Belgium

 

Some historians mention Jews — originally part of the Roman army’s rear-guard — as having settled in Belgium as early as the 4th Century CE. But written evidence only goes back to the 13th century. (A Hebrew tombstone has been found dating to 1255, street names such as “rue des Juifs” have been recorded, and there is at least one known expulsion order dating from that time.) The community was devastated by the usual blood libels, mass burnings, and forced conversions (one of these “heroic” episodes, involving supposed torturing of the Host in 1370, is “glorified” to this day in the stained glass windows of Saint-Gudule Cathedral in Brussels). Marranos settled in the port of Antwerp in the 16th century, and lived in semi-toleration until given religious and civil rights at the end of the 18th century by the Austrian emperor Joseph II’s “Edict of Tolerance” and then emancipated by French revolutionary (later Napoleonic) law. Upon independence in 1831, the newly established parliamentary regime lost little time in recognizing Judaism as an official religious denomination (together with Catholicism, Protestantism, later Greek and Russian Orthodox Christianity and Islam).

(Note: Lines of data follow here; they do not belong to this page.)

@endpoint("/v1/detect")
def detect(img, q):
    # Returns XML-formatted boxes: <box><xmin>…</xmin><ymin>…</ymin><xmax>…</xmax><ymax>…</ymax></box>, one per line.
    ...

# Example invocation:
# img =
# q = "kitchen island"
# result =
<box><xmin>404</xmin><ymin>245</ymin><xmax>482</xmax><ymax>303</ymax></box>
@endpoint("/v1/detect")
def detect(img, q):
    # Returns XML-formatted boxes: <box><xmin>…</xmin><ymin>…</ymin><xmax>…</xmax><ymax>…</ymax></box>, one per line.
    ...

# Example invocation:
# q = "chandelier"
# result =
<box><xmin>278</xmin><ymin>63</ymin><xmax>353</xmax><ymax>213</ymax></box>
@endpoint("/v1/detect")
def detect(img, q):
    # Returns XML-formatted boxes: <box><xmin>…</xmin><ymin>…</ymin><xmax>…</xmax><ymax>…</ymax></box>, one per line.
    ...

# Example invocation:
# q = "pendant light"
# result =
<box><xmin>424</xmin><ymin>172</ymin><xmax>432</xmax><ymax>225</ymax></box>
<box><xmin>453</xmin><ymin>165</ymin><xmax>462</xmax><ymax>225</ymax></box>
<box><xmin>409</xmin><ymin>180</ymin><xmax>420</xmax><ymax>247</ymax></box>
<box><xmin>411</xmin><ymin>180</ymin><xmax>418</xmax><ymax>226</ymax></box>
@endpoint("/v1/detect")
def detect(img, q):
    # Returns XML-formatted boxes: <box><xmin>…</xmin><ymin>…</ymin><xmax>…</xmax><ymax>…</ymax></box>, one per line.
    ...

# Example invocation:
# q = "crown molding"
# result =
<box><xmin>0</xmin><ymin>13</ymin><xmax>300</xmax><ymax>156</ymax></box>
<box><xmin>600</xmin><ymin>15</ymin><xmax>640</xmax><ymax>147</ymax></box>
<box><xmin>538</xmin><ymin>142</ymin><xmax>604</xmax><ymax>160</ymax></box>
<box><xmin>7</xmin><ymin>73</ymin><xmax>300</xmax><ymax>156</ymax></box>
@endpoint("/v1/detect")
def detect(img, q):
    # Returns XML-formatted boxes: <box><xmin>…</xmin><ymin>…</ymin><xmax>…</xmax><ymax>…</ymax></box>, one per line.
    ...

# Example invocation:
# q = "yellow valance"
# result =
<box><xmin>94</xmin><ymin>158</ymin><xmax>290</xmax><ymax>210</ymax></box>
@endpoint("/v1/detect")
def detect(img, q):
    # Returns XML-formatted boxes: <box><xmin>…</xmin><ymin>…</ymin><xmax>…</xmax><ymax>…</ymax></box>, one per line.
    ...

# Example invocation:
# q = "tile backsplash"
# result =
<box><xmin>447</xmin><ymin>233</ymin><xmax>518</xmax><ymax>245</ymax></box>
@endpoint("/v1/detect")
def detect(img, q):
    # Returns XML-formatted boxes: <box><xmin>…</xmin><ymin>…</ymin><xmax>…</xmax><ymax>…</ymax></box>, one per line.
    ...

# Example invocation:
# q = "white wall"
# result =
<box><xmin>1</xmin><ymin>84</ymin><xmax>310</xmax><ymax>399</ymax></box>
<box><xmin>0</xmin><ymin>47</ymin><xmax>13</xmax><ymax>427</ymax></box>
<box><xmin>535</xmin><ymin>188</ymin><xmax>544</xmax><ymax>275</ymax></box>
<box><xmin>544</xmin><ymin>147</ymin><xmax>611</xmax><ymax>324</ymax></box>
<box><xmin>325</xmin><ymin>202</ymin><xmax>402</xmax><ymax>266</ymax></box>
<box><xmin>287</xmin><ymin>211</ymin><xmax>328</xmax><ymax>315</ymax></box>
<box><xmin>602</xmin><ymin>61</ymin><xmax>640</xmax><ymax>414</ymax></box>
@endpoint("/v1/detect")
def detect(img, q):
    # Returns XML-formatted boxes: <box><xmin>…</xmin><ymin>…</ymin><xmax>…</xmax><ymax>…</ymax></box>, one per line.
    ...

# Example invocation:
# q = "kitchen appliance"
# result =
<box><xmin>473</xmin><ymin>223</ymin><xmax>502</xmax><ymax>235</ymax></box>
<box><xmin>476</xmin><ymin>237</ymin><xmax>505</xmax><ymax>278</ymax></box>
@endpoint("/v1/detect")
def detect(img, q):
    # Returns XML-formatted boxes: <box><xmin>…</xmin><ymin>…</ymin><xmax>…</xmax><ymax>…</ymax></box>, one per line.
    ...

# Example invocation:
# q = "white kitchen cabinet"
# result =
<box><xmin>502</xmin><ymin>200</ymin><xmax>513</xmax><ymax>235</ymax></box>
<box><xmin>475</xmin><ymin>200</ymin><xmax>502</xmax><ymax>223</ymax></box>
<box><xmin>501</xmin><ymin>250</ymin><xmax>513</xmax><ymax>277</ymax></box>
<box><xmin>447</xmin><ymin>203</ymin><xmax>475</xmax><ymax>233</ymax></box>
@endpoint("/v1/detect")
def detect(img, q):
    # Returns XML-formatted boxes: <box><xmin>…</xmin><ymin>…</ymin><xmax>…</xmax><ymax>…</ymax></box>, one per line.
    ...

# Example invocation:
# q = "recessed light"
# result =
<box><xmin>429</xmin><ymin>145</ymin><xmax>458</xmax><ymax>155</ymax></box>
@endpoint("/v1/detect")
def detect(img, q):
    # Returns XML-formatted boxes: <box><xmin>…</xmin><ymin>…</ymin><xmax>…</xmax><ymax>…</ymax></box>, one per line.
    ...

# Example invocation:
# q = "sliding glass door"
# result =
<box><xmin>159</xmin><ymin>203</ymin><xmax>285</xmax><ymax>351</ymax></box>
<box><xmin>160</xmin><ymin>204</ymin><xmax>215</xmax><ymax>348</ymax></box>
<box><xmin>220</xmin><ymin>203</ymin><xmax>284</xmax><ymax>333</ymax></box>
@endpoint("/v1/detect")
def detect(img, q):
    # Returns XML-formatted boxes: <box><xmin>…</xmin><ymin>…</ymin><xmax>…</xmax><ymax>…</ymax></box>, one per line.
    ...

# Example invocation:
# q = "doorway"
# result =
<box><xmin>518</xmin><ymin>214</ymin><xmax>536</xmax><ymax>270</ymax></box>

The influx of East European Jewish immigrants, and later refugees, swelled the Jewish population to approximately 85,000-90,000 on the eve of WW II. Many were able to flee before the German invasion of Belgium in May 1940, but more than 25,000 perished in the Shoah.

Today, about 40,000 Jews live in Belgium, with the main centers in Brussels, the capital, and in Antwerp, a leading European center of traditional orthodox Jewry.

There are scattered small Jewish communities in Knokke, Ostend, Ghent, Liege, Charleroi, Arlon, Waterloo, and Mons.